Aunque no resultaría sencillo elucidar en busca de qué utopía cada uno se sube a la torre de babel informática y arma su gueto, bien podemos acordar que sus cimientos están enraizados en elección subjetiva y puramente empática que cada sujeto realiza en pos de sentirse acompañado. Al fin y al cabo, somos individualistas y posmodernos pero gregarios.
Y entonces, como una consecuencia lógica (mitad algoritmo mitad reglas de urbanidad digital), se despliega una larga réplica de micro comunicaciones ligadas a los sentimientos positivos, velando los accesorios retóricos y los recursos discursivos propios de la ficción (¿televisión, fotográfica, cinematográfica?), ¿de qué arte se han incorporado la mayor cantidad para construir nuestros perfiles y publicaciones: somos fotógrafos, cineastas, dramaturgos? Las variaciones en las estrategias discursivas puestas al servicio de la exaltación del yo y de todo cuanto me parece verdadero, bueno y bello habilitan preguntarse acerca del preciado valor que aglutina la aprobación social en la red.
Me pregunto qué sustenta el intercambio cotidiano (y acaso fatigoso) de “me gusta”, qué lo hace atractivo a pesar de su consabida reiteración.
¿Cuál es el objetivo y/o el sentido que se persigue en la frecuente publicación de secuencias rutinarias cuyo único mérito parece ser la constancia para realizarlos y la aplicación para transformarlos en asuntos compartidos? ¿Será que un evento vale por su triunfo en la red (es decir por la cantidad de comentarios y felicitaciones que es la capacidad de obtener) y no por su experiencia en sí? Si es así, ¿cómo podríamos discernir la simulación, el plagio o la impostura de la realidad? ¿O acaso no tiene sentido tal distinción?
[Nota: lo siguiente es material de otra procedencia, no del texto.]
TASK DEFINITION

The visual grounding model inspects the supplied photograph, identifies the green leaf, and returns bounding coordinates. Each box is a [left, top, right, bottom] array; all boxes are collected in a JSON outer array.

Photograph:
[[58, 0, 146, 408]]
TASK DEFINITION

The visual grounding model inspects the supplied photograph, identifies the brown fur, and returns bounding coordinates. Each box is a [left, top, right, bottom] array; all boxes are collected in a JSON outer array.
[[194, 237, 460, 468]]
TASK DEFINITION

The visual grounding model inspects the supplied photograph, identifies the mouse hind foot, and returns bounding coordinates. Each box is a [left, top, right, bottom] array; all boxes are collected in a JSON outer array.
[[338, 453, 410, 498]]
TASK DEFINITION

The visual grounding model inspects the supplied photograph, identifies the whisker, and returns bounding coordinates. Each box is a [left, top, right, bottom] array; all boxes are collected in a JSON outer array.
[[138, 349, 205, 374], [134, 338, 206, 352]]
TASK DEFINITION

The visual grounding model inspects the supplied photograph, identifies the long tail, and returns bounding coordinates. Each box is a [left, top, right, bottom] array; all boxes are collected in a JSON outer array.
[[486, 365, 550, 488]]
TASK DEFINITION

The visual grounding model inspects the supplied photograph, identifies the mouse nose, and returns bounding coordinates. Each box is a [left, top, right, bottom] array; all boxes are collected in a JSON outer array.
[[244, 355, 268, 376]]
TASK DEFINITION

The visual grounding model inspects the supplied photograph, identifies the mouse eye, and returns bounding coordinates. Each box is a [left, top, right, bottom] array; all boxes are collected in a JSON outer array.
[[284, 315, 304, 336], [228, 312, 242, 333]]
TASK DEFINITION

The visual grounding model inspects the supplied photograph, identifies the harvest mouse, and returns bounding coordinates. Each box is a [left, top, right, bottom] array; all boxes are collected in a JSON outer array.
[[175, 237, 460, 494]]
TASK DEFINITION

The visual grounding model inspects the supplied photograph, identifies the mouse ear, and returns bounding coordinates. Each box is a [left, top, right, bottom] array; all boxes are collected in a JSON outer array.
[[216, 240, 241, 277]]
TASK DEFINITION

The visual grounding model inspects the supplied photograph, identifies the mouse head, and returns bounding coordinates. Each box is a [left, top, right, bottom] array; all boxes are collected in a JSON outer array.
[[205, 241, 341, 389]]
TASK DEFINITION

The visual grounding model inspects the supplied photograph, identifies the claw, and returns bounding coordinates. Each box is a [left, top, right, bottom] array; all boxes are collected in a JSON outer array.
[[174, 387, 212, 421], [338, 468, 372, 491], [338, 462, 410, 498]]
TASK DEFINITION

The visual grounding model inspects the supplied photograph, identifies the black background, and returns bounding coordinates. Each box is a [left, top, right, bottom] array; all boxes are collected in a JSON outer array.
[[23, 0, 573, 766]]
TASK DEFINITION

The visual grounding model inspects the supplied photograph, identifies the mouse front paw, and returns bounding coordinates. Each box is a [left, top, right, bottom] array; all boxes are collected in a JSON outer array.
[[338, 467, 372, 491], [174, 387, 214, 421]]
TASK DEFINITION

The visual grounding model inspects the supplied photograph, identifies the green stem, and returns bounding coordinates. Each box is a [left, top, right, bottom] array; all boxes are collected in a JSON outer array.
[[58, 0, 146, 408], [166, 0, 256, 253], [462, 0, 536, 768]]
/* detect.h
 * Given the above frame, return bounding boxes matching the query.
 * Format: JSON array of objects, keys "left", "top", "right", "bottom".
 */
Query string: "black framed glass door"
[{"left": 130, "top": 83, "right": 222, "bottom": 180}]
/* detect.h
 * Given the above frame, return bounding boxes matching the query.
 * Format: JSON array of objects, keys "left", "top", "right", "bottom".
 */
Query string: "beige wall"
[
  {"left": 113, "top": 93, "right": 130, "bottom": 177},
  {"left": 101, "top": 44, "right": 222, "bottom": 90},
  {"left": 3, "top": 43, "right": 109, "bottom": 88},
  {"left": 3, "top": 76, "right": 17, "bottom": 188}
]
En consecuencia, si confundimos comunicación (es decir, poner en común con otros) con acumular reconocimiento cuantitativo no solo estaríamos ante una experiencia que parece más próxima al consumo que al intercambio, sino que también estaríamos ante el peligro de preferir su representación que a la persona, su foto de perfil a su rostro. Como alguna vez advirtió el filósofo alemán Feuerbach en su famoso libro “La esencia del Cristianismo”: “sin duda nuestro tiempo prefiere la imagen a la cosa, la copia al original, la representación a la realidad, la apariencia al ser”.
La red nos permite efectuar interacciones basadas en la construcción ficcional de cada uno, de alguna forma todos somos más o menos consientes del engaño pero nadie quiere evidenciarlo. Todos, de a ratos, jugamos a parecernos a un rey que se pasea desnudo y que espera que le elogien la ropa.